En vertu de ce système, le greffier spécial, en plus d'exercer sa juridiction en vertu de l'article 44.1 C.p.c., est maintenant celui qui a charge de mettre le rôle en état. « Ceci est essentiel dans la gestion du personnel juge et me permet, à titre de juge en chef adjoint, de m'assurer que les dossiers sont prêts à procéder. Donc, les remises pour encombrement du rôle sont maintenant pratiquement nulles. »

Tel que mentionné plus haut, une gestion est effectuée de façon personnelle par le juge en chef adjoint pour les causes d'une certaine durée. Rappelons brièvement le système:

- les causes de deux heures et moins peuvent procéder le jour même de leur date de présentation et sont référées en salle 2.08;

- un rôle particulier est créé pour une cause de deux heures et plus;

- les causes de plus de trois jours sont référées au juge en chef adjoint qui en assure la gérance; et

- lorsqu'un échéancier est établi, une date d'audition sera fixée dès que le dossier est en état.
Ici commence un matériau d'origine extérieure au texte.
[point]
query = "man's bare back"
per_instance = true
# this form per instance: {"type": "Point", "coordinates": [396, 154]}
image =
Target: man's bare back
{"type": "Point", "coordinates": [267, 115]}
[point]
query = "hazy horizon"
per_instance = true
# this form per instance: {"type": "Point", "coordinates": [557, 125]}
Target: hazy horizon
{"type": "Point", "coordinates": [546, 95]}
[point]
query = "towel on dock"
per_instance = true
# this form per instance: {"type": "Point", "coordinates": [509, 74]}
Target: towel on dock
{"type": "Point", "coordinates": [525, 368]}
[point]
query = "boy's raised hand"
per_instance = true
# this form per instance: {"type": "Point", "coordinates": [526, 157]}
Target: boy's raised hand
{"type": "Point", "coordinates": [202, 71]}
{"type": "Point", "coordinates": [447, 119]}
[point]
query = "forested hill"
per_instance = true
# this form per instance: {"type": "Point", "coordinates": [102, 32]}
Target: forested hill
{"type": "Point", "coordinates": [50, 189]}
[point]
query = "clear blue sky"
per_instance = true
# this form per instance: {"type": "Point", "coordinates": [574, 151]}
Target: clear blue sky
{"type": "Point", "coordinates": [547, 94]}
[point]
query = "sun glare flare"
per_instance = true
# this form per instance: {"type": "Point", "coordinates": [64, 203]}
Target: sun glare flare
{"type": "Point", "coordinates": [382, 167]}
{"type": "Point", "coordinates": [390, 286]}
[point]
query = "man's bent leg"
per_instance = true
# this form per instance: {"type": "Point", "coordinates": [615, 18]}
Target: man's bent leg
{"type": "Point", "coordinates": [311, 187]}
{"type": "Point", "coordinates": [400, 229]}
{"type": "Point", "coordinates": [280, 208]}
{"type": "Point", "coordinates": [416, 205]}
La ponctualité est requise

Les plaideurs l'auront remarqué, il est maintenant impératif d'être ponctuel pour le début des travaux en salle 2.16, à 9 h précises. « La ponctualité des juges et des avocats est nécessaire, car elle est à la base même du système. Il faut commencer le plus tôt possible si nous voulons nous assurer que les causes d'une journée puissent être entendues en entier le jour même, » précise le juge Deslongchamps.

Ce dernier ajoute qu'il a d'ailleurs observé une très bonne collaboration de la part des avocats. En effet, bien qu'il puisse y avoir une certaine attente avant que le juge siégeant en 2.08 leur assigne un juge, cette attente n'est pas vaine puisque les parties sont assurées d'être entendues par un juge le même jour.

Un volume important

Il faut garder à l'esprit que le juge en chef adjoint et les greffiers spéciaux doivent gérer non seulement le volume des requêtes interlocutoires, mais également toutes les requêtes introductives d'instance instaurées par l'article 762 C.p.c., allant des poursuites en diffamation aux demandes relatives à un bail. Il s'agit donc d'un volume imposant.

Le juge André Deslonchamps assimile le nouveau système applicable en 2.16 à la voie allégée, qui constitue une autre façon de gérer les dossiers. « Dans les faits, les requêtes introductives d'instance et la voie allégée représentent près de 85 % du volume de tous les dossiers de la Cour supérieure », relate-t-il. Cette nouvelle façon de procéder est, à son avis, une solution d'avenir, puisqu'elle permet prévisibilité et efficacité, tant pour les plaideurs et les parties que pour l'appareil judiciaire. « Les gens, et même les plaideurs spécialistes, ignorent à quel point une simple remise engendre des coûts dans la gestion interne d'un palais de justice, de par les nombreuses procédures de déplacement du dossier et de notes au procès-verbal que cela occasionne. »

Voilà donc pourquoi ce type de système constitue à ses yeux une solution à préconiser pour l'avenir.